Studying reproductive fitness in mason bee males

If female mason bees do not mate or are poorly mated in the spring, what happens? Well, then they may not be able to lay any diploid female eggs in their nest, and more males are produced. Without female mason bees, the quality of pollination that mason bees provide, and their resilience across generations becomes threatened. For this reason, researchers at Penn State University are currently exploring the role of environmental stressors on the quantity and quality of mason bee sperm. Mason bees are subject to many different stresses throughout their life, which can include pesticide exposure, unpredictable shifts in local weather conditions, or limited access to healthy/diverse pollen and nectar resources.

Previous studies have demonstrated that male bumble bees and male honey bee sperm can be compromised after exposure to heat stress or chemical exposure. Similarly, when honey bee males are fed a sugar diet with pesticide mixed into it, we see adverse impacts on the quality of their sperm. To date, there is only limited data available on the role of stress on male mason bee sperm, and no baseline data on the innate viability and abundance of western mason bee species such as the blue orchard bee (BOB) and Japanese orchard bee (JOB).

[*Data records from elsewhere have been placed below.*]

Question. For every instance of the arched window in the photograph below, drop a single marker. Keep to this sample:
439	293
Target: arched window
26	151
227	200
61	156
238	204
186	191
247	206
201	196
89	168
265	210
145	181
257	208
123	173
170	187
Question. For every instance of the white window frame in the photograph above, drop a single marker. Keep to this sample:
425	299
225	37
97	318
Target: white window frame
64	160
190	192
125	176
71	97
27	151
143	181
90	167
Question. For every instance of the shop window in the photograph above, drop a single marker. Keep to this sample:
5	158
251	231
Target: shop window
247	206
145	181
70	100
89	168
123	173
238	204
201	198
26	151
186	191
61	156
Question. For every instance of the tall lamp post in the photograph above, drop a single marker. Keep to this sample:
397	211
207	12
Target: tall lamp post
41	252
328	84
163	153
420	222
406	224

During Spring 2023, Drs. Natalie Boyle and Jaya Mokkapati of Penn State partnered with Dr. Lars Straub and his master’s student, Johanna Hehl of the University Bern in Switzerland to investigate sperm quality in western mason bee species. Together, they collected male mason bees of different ages to examine the rate at which the sperm matures over time. This protocol includes the dissection of the male testes, from which the sperm are treated with two different fluorescent chemical stains (one binds to live sperm and the other to dead or immature sperm). From fluorescent microscope images, they are able to estimate amount of sperm and proportion of viable (living) sperm recovered from individual males.

This spring, additional trials are underway to explore the effect of heat stress on the sperm quality of males by introducing managed JOB populations to different thermal treatments prior to measuring sperm abundance and viability. This will help us to understand the potential role of climate change in contributing to bee population declines, and to determine whether different mason bee species might respond differently to similar outward stressors.